Is that what you really want or is that a tradeoff point short of ideal that you’ve selected as acceptable?
To put it more concretely, if you could have alive programs and alive tools, would that not be the pinnacle? Well categorically yes because an alive program has every capability a dead one has, including the ability to mimic “dead” one.
The problem as we all know is it appears to be impossible to write maximally alive tooling in the presence of alive programs because there’s no way to analyse them sufficiently with the compute available to us.
And so we select a trade off.
Aiming for the tradeoff point as the ultimate solution does us all a disservice though. We should call out that it’s a trade off (and a reasonable one at that) but what we really want is alive/alive!

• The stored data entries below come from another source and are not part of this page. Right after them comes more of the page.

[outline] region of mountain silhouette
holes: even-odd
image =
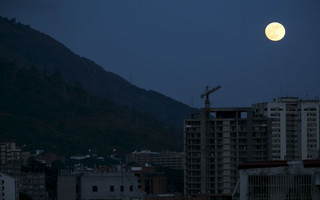
[[[63,80],[79,82],[91,94],[117,104],[152,113],[165,126],[179,131],[182,131],[183,120],[197,112],[197,109],[158,92],[132,85],[93,61],[74,54],[48,35],[16,23],[15,19],[0,18],[0,55],[18,66],[34,65],[48,74],[58,70]]]

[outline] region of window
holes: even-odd
[[[241,113],[240,113],[240,118],[241,118],[241,119],[246,119],[247,116],[248,116],[247,112],[241,112]]]
[[[114,186],[110,185],[110,192],[114,192]]]
[[[123,187],[123,185],[121,185],[120,186],[120,192],[123,192],[123,190],[124,190],[124,187]]]
[[[130,185],[130,192],[132,192],[133,191],[133,186],[132,185]]]
[[[92,186],[92,192],[98,192],[98,186],[96,185]]]

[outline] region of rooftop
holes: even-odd
[[[320,160],[268,160],[263,162],[243,163],[238,166],[238,169],[253,169],[253,168],[269,168],[269,167],[283,167],[291,165],[302,165],[305,168],[320,167]]]

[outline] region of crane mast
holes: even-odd
[[[217,90],[219,90],[221,88],[221,85],[218,85],[215,88],[212,88],[209,90],[209,87],[206,86],[206,92],[201,94],[201,98],[206,97],[206,101],[205,101],[205,108],[210,108],[210,100],[209,100],[209,95]]]

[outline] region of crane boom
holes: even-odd
[[[217,90],[219,90],[221,88],[221,85],[218,85],[215,88],[212,88],[209,90],[209,87],[206,86],[206,92],[201,94],[201,98],[206,97],[206,101],[205,101],[205,107],[209,108],[210,107],[210,101],[209,101],[209,95]]]

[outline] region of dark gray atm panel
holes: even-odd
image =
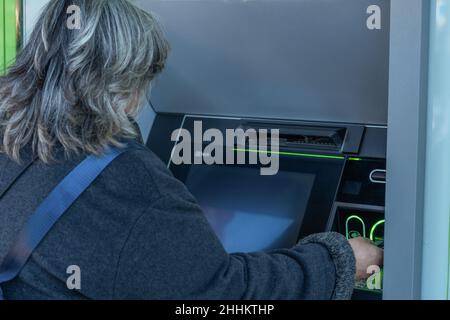
[[[172,45],[157,112],[386,125],[388,0],[138,0]],[[370,6],[381,30],[367,27]]]

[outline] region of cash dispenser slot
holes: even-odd
[[[345,129],[300,128],[280,132],[280,145],[284,147],[302,146],[340,151],[345,137]]]
[[[364,134],[364,126],[328,127],[245,122],[239,128],[244,131],[255,130],[255,137],[258,137],[261,129],[269,130],[269,137],[270,129],[277,129],[279,130],[279,147],[283,149],[311,149],[346,154],[359,152]],[[251,139],[249,142],[252,142]]]

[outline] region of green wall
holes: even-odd
[[[0,74],[3,74],[17,52],[17,0],[0,0]]]

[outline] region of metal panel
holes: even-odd
[[[391,2],[385,299],[420,298],[429,5]]]
[[[172,44],[157,112],[387,123],[388,0],[137,0]],[[381,30],[369,30],[369,6]]]
[[[450,0],[431,4],[422,298],[449,299]]]

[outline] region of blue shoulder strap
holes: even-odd
[[[111,148],[102,157],[89,156],[72,170],[31,215],[0,265],[0,285],[17,277],[33,251],[58,219],[126,149]],[[0,300],[3,300],[0,288]]]

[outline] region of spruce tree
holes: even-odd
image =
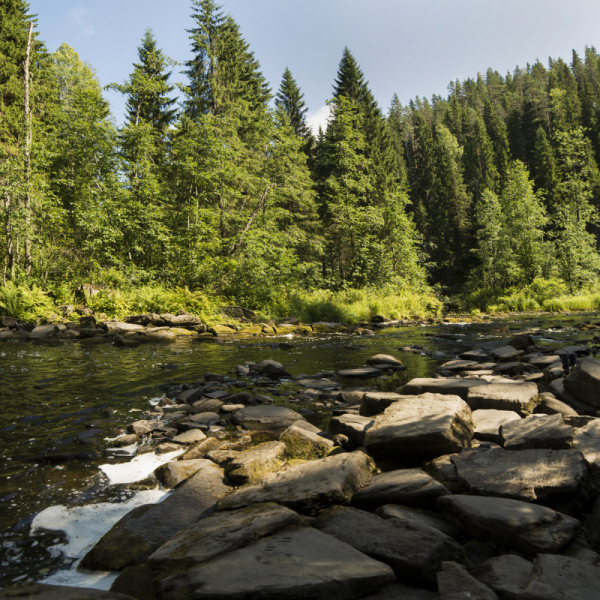
[[[310,135],[310,129],[306,124],[308,108],[304,103],[304,94],[300,91],[292,72],[287,67],[275,97],[275,104],[285,111],[296,135],[303,138]]]

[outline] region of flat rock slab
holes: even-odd
[[[361,417],[347,413],[339,417],[333,417],[329,421],[329,432],[332,434],[342,434],[348,436],[351,444],[355,448],[360,448],[365,443],[365,434],[373,427],[374,419],[370,417]]]
[[[453,561],[442,563],[437,584],[440,600],[498,600],[498,596],[485,583],[477,581],[463,565]]]
[[[495,408],[480,408],[473,411],[475,433],[473,437],[482,442],[502,443],[500,427],[511,421],[520,421],[521,417],[512,410],[497,410]]]
[[[453,495],[440,498],[438,509],[478,540],[534,556],[558,552],[581,525],[577,519],[545,506],[508,498]]]
[[[491,356],[484,350],[468,350],[467,352],[463,352],[462,354],[460,354],[459,358],[462,360],[471,360],[478,363],[485,363],[490,361]]]
[[[214,412],[202,412],[202,413],[198,413],[196,415],[190,416],[190,421],[192,421],[193,423],[197,423],[198,425],[206,425],[207,427],[210,427],[211,425],[218,423],[220,420],[221,420],[221,417],[217,413],[214,413]],[[175,441],[175,440],[173,440],[173,441]]]
[[[379,377],[381,371],[371,367],[363,367],[360,369],[342,369],[337,374],[340,377],[346,377],[349,379],[370,379],[371,377]]]
[[[600,419],[594,419],[585,427],[575,430],[573,447],[581,451],[592,473],[600,471]]]
[[[267,475],[258,484],[235,490],[219,502],[232,510],[260,502],[277,502],[315,514],[332,504],[347,504],[371,481],[372,461],[363,452],[328,456]]]
[[[516,554],[504,554],[490,558],[469,571],[500,598],[516,600],[531,579],[533,564]]]
[[[458,396],[422,394],[390,405],[365,434],[365,448],[376,459],[420,464],[471,444],[471,410]]]
[[[366,392],[362,397],[359,412],[363,417],[373,417],[403,397],[394,392]]]
[[[409,588],[400,583],[392,583],[379,592],[363,596],[360,600],[439,600],[437,592]]]
[[[529,362],[530,365],[535,365],[538,369],[543,370],[556,362],[560,363],[561,360],[558,354],[542,354],[541,356],[533,356],[527,362]]]
[[[422,525],[433,527],[443,534],[458,539],[464,537],[462,530],[444,519],[438,513],[421,508],[411,508],[409,506],[400,506],[399,504],[386,504],[375,511],[383,519],[405,519],[408,521],[417,521]]]
[[[518,600],[598,600],[600,568],[568,556],[542,554]]]
[[[420,394],[452,394],[453,396],[459,396],[463,400],[467,399],[469,389],[477,386],[489,385],[487,381],[482,379],[468,379],[468,378],[427,378],[418,377],[411,379],[405,386],[398,390],[399,394],[419,396]]]
[[[392,583],[387,565],[312,528],[284,531],[174,575],[163,600],[353,600]]]
[[[237,485],[256,481],[280,469],[285,462],[283,442],[265,442],[237,454],[225,467],[225,473]]]
[[[304,417],[285,406],[263,405],[242,408],[234,413],[231,421],[244,429],[283,433],[295,421],[304,421]]]
[[[564,424],[562,415],[526,417],[504,423],[500,434],[506,450],[566,450],[573,444],[573,428]]]
[[[471,388],[467,394],[467,404],[472,410],[511,410],[525,416],[533,412],[538,393],[537,385],[531,382],[490,383]]]
[[[475,360],[449,360],[440,366],[440,369],[446,371],[466,371],[468,369],[477,369],[479,363]]]
[[[189,569],[299,521],[298,513],[273,503],[217,512],[172,537],[148,564],[163,572]]]
[[[333,379],[327,379],[326,377],[323,379],[299,379],[296,381],[298,385],[301,385],[305,388],[310,388],[313,390],[335,390],[340,387],[339,382],[334,381]]]
[[[364,510],[374,510],[384,504],[435,508],[437,499],[449,493],[425,471],[399,469],[375,475],[367,487],[354,495],[352,505]]]
[[[90,588],[23,583],[0,591],[1,600],[135,600],[133,596]]]
[[[279,441],[285,444],[289,458],[300,458],[303,460],[324,458],[333,450],[334,446],[331,440],[321,437],[314,431],[305,429],[304,427],[296,427],[295,425],[288,427],[279,436]]]
[[[416,521],[383,519],[362,510],[336,507],[317,517],[317,527],[390,565],[401,581],[434,587],[443,560],[466,562],[462,546]]]
[[[217,415],[218,416],[218,415]],[[202,433],[199,429],[190,429],[189,431],[184,431],[179,435],[176,435],[171,441],[175,444],[197,444],[202,440],[206,439],[206,435]]]
[[[565,390],[577,400],[600,408],[600,360],[581,359],[565,377]]]
[[[452,462],[458,479],[472,492],[524,501],[575,492],[587,474],[578,450],[467,448]]]
[[[231,489],[210,460],[159,504],[145,504],[126,514],[85,555],[82,566],[120,571],[145,563],[169,538],[209,515]]]

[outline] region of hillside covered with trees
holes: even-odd
[[[265,311],[290,291],[486,310],[598,290],[593,47],[389,109],[345,49],[313,135],[289,69],[272,89],[235,20],[193,0],[186,85],[147,30],[109,86],[117,127],[92,67],[31,23],[25,0],[0,3],[5,288],[185,286]]]

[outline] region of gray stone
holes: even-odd
[[[402,398],[403,396],[394,392],[366,392],[360,404],[360,414],[363,417],[373,417]]]
[[[492,367],[492,371],[494,371],[496,375],[509,375],[513,377],[515,375],[522,375],[525,372],[525,365],[526,363],[518,361],[500,363],[499,365]],[[529,365],[529,368],[537,369],[534,365]]]
[[[38,325],[29,333],[30,340],[47,340],[58,334],[58,327],[55,324]]]
[[[525,416],[533,411],[537,396],[538,387],[535,383],[491,383],[470,389],[467,404],[471,410],[511,410]]]
[[[498,600],[484,583],[477,581],[463,565],[444,561],[437,574],[440,600]]]
[[[231,488],[224,483],[222,469],[212,461],[202,462],[164,501],[139,506],[121,518],[85,555],[82,566],[120,571],[143,564],[168,539],[210,514]]]
[[[189,569],[299,521],[297,513],[272,503],[214,513],[165,542],[148,564],[163,572]]]
[[[440,369],[446,371],[466,371],[468,369],[476,370],[479,367],[479,363],[474,360],[450,360],[440,366]]]
[[[277,433],[283,433],[290,425],[302,420],[304,417],[290,408],[273,405],[247,406],[231,417],[232,423],[244,429],[264,429]]]
[[[285,367],[275,360],[261,360],[258,364],[252,365],[251,370],[267,377],[291,377]]]
[[[355,448],[360,448],[365,443],[365,434],[373,427],[374,419],[347,413],[333,417],[329,421],[329,433],[345,435]]]
[[[221,445],[221,441],[214,437],[208,437],[200,443],[188,448],[185,454],[180,457],[181,460],[192,460],[204,458],[211,450],[215,450]]]
[[[239,488],[219,502],[219,510],[232,510],[277,502],[298,512],[315,514],[332,504],[347,504],[355,492],[371,481],[372,462],[362,452],[338,454],[295,465],[267,475],[256,485]]]
[[[401,583],[392,583],[379,592],[363,596],[360,600],[439,600],[437,592],[409,588]]]
[[[352,506],[364,510],[374,510],[384,504],[435,508],[437,499],[449,493],[420,469],[400,469],[375,475],[367,487],[354,495]]]
[[[205,464],[203,460],[178,460],[169,462],[155,469],[154,477],[160,481],[165,489],[170,490],[186,479],[189,479]]]
[[[444,456],[438,456],[432,461],[424,463],[423,468],[453,494],[460,494],[466,492],[468,488],[458,478],[456,465],[452,462],[453,456],[455,455],[445,454]]]
[[[181,392],[175,400],[183,404],[193,404],[196,400],[202,398],[203,388],[192,388],[191,390],[184,390]]]
[[[163,600],[354,600],[393,581],[387,565],[309,527],[253,542],[161,588]]]
[[[406,385],[398,390],[399,394],[419,396],[421,394],[451,394],[467,399],[469,389],[477,386],[489,385],[481,379],[457,379],[457,378],[417,378],[411,379]]]
[[[201,413],[218,413],[223,407],[223,403],[215,398],[204,398],[196,400],[193,404],[193,409],[196,414]]]
[[[508,498],[445,496],[438,509],[472,537],[529,555],[558,552],[581,525],[545,506]]]
[[[317,527],[390,565],[405,582],[434,586],[443,560],[466,562],[462,546],[416,521],[383,519],[355,508],[335,507],[319,514]]]
[[[175,444],[197,444],[202,440],[206,439],[206,436],[199,429],[190,429],[189,431],[184,431],[179,435],[176,435],[173,438],[173,442]]]
[[[168,454],[169,452],[177,452],[178,450],[181,450],[181,446],[171,442],[164,442],[155,448],[156,454]]]
[[[323,391],[335,390],[340,387],[340,384],[337,381],[327,379],[326,377],[323,379],[298,379],[296,383],[305,388]]]
[[[391,365],[393,367],[401,367],[402,362],[389,354],[376,354],[367,358],[368,365]]]
[[[376,459],[419,464],[470,446],[471,410],[458,396],[422,394],[395,402],[375,417],[365,447]]]
[[[285,455],[283,442],[265,442],[237,454],[225,467],[225,473],[237,485],[254,482],[280,469]]]
[[[472,492],[525,501],[575,492],[587,474],[578,450],[468,448],[452,461],[459,480]]]
[[[558,354],[542,354],[541,356],[531,358],[528,362],[530,365],[535,365],[538,369],[552,367],[556,363],[562,364]]]
[[[565,378],[564,384],[577,400],[600,408],[600,360],[581,359]]]
[[[600,417],[600,408],[576,398],[565,389],[565,378],[560,377],[550,383],[550,391],[559,399],[572,406],[580,415]]]
[[[117,592],[103,592],[91,588],[22,583],[0,591],[0,600],[135,600],[133,596]]]
[[[533,574],[533,564],[516,554],[504,554],[469,569],[471,575],[485,583],[502,600],[517,600]]]
[[[567,556],[542,554],[518,600],[598,600],[600,568]]]
[[[494,408],[473,411],[475,433],[473,437],[484,442],[502,444],[500,427],[510,421],[520,421],[521,417],[512,410],[496,410]]]
[[[498,362],[512,362],[519,360],[519,351],[512,346],[502,346],[502,348],[494,348],[489,352],[490,356]]]
[[[134,323],[124,323],[123,321],[117,321],[117,319],[109,319],[101,324],[106,333],[121,333],[125,331],[141,331],[144,329],[141,325],[135,325]]]
[[[573,444],[573,428],[563,423],[562,415],[532,416],[504,423],[500,434],[506,450],[566,450]]]
[[[573,447],[581,451],[592,473],[600,471],[600,419],[594,419],[575,430]]]
[[[214,412],[202,412],[190,416],[190,421],[197,423],[198,425],[206,425],[206,427],[210,427],[211,425],[218,423],[220,420],[221,417]]]
[[[208,398],[209,400],[218,400],[219,404],[217,404],[217,410],[219,408],[221,408],[221,399],[222,398],[229,398],[229,392],[226,392],[225,390],[215,390],[214,392],[204,392],[204,396],[206,398]],[[194,402],[194,406],[196,405],[196,403]],[[207,411],[208,412],[208,411]]]
[[[458,539],[463,536],[459,527],[450,523],[438,513],[430,510],[413,508],[410,506],[400,506],[398,504],[386,504],[385,506],[379,507],[375,511],[375,514],[383,519],[406,519],[408,521],[417,521],[422,525],[427,525],[427,527],[433,527],[433,529],[437,529],[453,539]]]
[[[491,356],[485,350],[469,350],[463,352],[460,356],[462,360],[471,360],[478,363],[490,362]]]
[[[202,320],[193,315],[171,315],[169,313],[160,315],[160,318],[169,327],[195,327],[202,325]]]
[[[361,369],[342,369],[337,374],[340,377],[346,377],[349,379],[369,379],[371,377],[379,377],[381,371],[372,367],[363,367]]]
[[[540,394],[540,403],[535,407],[534,413],[544,415],[577,416],[577,411],[568,404],[556,399],[552,394]]]
[[[156,600],[155,576],[148,565],[127,567],[113,581],[110,591],[133,596],[137,600]]]

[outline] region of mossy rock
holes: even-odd
[[[212,333],[213,336],[232,335],[237,333],[233,327],[228,327],[227,325],[213,325],[209,328],[208,332]]]
[[[348,328],[343,323],[319,322],[312,324],[312,330],[316,333],[346,333]]]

No, they do not. What they are lacking isn't in what they can or cannot execute, it's what we can say about them. If your PL has eval, then you don't know if foo is ever called or not, for example.
I'm not interested in talking about the currently running instance of a program, but all possible running instances of it.
It's still the same issue; consider the halting problem. There are times when we can say a call does not return in a turing complete language (the bottom type, e.g. never in TS or ! in Rust), but the reverse is not true. We cannot be sure a given call will return in a turing complete language even without eval.
You could avoid this for a definition of dead that equates with non-turing complete i suppose but that's not particularly interesting since it's not a general programming language in that case.